Exercise for the time poor

Exercise for the time poor


By the Roadmap+ Team
 

Although well-being and longevity are indisputable benefits, exercise, more than any other activity, is moved around, pushed back and ultimately avoided when it really ought to be our number one priority. Without sound health, maximum productivity and contentment is impossible. And the most common cause of putting exercise on the back burner is lack of time.

Reaching the World Health Organization's (WHO) recommended 150 minutes of exercise per week is achievable for most of us. It may simply be a matter of trying alternative approaches to exercise, different times or breaking it up into smaller activities across the day.

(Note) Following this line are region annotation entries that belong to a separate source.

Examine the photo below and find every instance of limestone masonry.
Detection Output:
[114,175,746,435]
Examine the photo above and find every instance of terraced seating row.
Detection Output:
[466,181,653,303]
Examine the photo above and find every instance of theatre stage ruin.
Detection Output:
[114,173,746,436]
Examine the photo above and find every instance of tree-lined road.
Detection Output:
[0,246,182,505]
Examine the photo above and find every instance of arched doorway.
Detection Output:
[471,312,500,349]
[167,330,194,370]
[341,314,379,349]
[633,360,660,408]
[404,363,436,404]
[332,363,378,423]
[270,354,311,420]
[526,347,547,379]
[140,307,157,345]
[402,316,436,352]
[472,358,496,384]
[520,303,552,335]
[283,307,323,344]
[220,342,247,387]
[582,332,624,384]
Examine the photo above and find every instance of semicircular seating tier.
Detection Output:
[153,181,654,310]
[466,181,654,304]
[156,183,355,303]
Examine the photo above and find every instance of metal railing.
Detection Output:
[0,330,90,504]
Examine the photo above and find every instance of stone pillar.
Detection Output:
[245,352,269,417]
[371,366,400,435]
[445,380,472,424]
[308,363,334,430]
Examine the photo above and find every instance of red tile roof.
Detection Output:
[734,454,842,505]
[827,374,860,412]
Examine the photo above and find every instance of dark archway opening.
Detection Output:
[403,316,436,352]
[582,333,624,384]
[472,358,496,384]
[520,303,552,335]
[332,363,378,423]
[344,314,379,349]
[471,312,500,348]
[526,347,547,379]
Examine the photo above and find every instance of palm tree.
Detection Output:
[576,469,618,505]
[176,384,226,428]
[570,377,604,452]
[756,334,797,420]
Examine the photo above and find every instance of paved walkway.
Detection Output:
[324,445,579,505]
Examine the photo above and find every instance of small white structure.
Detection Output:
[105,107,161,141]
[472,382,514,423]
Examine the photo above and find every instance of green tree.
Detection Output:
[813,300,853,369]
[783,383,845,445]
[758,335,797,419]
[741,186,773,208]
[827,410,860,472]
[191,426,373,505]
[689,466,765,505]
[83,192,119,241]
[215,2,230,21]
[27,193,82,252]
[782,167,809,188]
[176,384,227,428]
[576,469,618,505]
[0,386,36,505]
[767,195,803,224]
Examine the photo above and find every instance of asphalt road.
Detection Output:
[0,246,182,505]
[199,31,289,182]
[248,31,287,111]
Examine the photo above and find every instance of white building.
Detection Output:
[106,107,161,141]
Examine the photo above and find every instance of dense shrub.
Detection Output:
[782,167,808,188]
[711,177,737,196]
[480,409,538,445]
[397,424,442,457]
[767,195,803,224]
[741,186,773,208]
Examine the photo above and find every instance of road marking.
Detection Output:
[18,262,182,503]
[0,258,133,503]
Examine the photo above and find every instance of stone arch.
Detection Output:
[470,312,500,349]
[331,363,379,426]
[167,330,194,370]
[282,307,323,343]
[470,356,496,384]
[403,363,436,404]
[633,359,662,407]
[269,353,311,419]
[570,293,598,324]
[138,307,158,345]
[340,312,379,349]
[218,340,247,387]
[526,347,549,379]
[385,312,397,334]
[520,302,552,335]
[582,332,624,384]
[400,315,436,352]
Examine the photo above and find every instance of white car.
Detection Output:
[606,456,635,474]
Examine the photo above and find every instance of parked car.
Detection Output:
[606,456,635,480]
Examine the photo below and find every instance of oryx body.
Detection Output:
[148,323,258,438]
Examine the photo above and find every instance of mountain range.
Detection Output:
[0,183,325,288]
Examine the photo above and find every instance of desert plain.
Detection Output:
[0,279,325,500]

Consider any combination of the following if you're guilty of using time and busyness as an excuse:

breaking up exercise ... could improve your health without severely impacting your time

  • First things first. A morning workout means it's out of the way, you'll be inspired to accomplish more over the course of the day, you'll have increased energy levels and improved mood for up to 12 hours, better blood sugar control for up to an hour, and studies have also shown that you are likely to have improved sleep to boot. It's the most challenging habit to form in this list, but it's possibly the most advantageous.

  • Go with the flow. No, not when you feel like it, but when your body does. Understanding your circadian rhythm, the internal body clock, will help you understand when you'll be least likely to opt out of an exercise session due to fatigue. It may require some experimentation, but you also might want to save some of this peak time for other pursuits. For most, the best hours are said to be from wake up to around midday.

  • Workout with someone. Group fitness is great, but you'll feel more pressure to show up if a single person will be affected and potentially miss a workout, too. Find someone at a similar fitness level to keep up and improve with you.

  • Exercise bursts. Short, 10-minute bursts of activity, from a brisk walk to high intensity exercise, throughout the day is accepted by experts as exercise that can accumulate to the WHO's recommended 150 minutes per week.
     
    Experts agree any activity is better than none, with a recent Australian study showing just 3500 extra steps walked per day positively affects health and assists weight loss. In a 2016 study by McMaster University, it was found a single minute of very high intensity exercise has similar benefits to longer sessions, and an earlier study by University of Minnesota found warming up is not as effective as once thought, but exercise should be gradually intensified. In summary, if you currently lack the discipline or the time for a longer session, breaking up exercise into 10-minute bursts could improve your health without severely impacting your time.

  • Change with the seasons. In some parts of the world it can be too warm or cold at particular times of the day. Only commit to what makes sense and switch times depending on season.